Keputusan ini ditentang oleh pemerintah Filipina dan para ahli pertanian. Mereka optimistis keputusan pengadilan ini kemungkinan besar akan dibatalkan dalam waktu dekat. Namun, kemunduran ini diperkirakan berdampak signifikan. Negara-negara lain seperti India dan Bangladesh, yang juga menghadapi masalah defisiensi vitamin A, mungkin akan terhalang untuk menanam Golden Rice.
Vitamin A ditemukan dalam banyak makanan di negara Barat. "Namun di negara-negara berkembang, vitamin ini sangat kurang dalam diet, yang menyebabkan morbiditas dan mortalitas yang signifikan akibat infeksi umum pada anak-anak, dan merupakan penyebab utama kebutaan anak yang dapat dicegah di dunia," kata Organisasi Kesehatan Dunia (WHO). Defisiensi ini menyebabkan kematian lebih dari 100.000 anak setiap tahun.
Golden Rice Dinyatakan Aman di AS, Australia, dan Selandia Baru
Golden Rice telah terbukti menjadi sumber vitamin A yang efektif bagi manusia. Amerika Serikat (AS), Australia dan Selandia Baru telah menyatakan bahwa Golden Rice aman. Namun, tiga dekade setelah pengembangannya, tanaman ini masih belum ditanam secara komersial. Hal ini disebabkan oleh oposisi vokal dari gerakan hijau terhadap penanaman tanaman hasil rekayasa genetika, terlepas dari manfaat potensial yang dimilikinya.
Pada 2016, lebih dari 150 pemenang Nobel menandatangani surat terbuka yang menyerang Greenpeace karena berkampanye menentang Golden Rice dan tanaman rekayasa genetika lainnya. Menurut mereka, Greenpeace telah salah merepresentasikan risiko, manfaat, dan dampak tanaman pangan hasil rekayasa genetika. "Belum pernah ada satu pun kasus yang dikonfirmasi tentang dampak kesehatan negatif bagi manusia atau hewan dari konsumsi tanaman ini."
Namun, Greenpeace tetap bersikukuh bahwa ada masalah khusus dengan Golden Rice. Para petani - yang membawa kasus ini bersama Greenpeace dan ilmuwan lokal - saat ini menanam berbagai jenis padi. Mereka menanam benih bernilai tinggi yang telah mereka kembangkan selama beberapa generasi.
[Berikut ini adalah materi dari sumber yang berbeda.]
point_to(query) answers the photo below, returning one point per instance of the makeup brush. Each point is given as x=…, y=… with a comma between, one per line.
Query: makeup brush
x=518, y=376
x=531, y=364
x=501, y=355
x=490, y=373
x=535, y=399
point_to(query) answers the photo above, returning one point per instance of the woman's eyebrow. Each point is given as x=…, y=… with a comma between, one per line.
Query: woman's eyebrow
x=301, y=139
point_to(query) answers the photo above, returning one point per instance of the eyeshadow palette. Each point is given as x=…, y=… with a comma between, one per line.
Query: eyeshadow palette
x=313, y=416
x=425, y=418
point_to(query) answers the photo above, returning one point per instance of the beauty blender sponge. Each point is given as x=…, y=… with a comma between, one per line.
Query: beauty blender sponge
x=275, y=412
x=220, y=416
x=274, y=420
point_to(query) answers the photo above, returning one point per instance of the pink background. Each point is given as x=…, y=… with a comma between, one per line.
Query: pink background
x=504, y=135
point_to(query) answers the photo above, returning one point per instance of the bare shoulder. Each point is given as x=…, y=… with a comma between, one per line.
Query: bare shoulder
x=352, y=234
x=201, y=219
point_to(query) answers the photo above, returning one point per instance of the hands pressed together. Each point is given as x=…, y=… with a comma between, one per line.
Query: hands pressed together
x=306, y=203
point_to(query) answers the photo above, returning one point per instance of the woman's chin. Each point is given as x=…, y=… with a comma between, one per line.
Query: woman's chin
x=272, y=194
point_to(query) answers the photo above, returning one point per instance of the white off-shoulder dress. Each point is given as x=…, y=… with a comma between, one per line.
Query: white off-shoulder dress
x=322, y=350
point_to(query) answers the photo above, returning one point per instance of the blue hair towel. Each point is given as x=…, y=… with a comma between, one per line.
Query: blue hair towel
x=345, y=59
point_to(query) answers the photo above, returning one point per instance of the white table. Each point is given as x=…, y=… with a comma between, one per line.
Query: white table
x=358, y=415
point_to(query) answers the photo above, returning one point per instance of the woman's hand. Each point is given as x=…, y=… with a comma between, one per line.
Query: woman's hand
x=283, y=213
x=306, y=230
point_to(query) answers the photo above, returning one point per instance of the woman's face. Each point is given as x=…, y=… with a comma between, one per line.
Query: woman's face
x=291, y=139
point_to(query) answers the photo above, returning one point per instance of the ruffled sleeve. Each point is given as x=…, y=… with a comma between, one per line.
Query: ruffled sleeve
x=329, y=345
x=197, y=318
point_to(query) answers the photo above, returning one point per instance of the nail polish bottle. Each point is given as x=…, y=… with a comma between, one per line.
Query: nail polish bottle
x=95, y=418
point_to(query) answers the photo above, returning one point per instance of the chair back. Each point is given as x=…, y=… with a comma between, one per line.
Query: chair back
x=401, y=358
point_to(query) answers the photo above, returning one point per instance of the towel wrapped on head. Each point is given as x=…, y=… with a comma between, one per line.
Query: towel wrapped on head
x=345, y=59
"Mereka (petani) khawatir jika varietas organik atau warisan mereka tercampur dengan padi hasil rekayasa genetika yang dipatenkan, hal itu bisa merusak sertifikasi mereka, mengurangi daya tarik pasar mereka dan akhirnya mengancam mata pencaharian mereka," ungkap Kepala Greenpeace Filipina Wilhelmina Pelegrina.
Mengandalkan sistem tanaman tunggal untuk mengatasi malnutrisi akan mengurangi ketahanan dan meningkatkan kerentanan terhadap dampak iklim. "Jika tidak berhasil, petani dan konsumen yang akan menanggung kerugian," kata Wilhelmina.
Menurutnya, ada solusi yang lebih praktis dan terbukti untuk mengatasi kekurangan vitamin A seperti program suplementasi makanan dan mendukung masyarakat untuk menanam berbagai tanaman termasuk yang kaya vitamin A. "Itulah yang seharusnya menjadi fokus perhatian dan investasi," ujarnya singkat.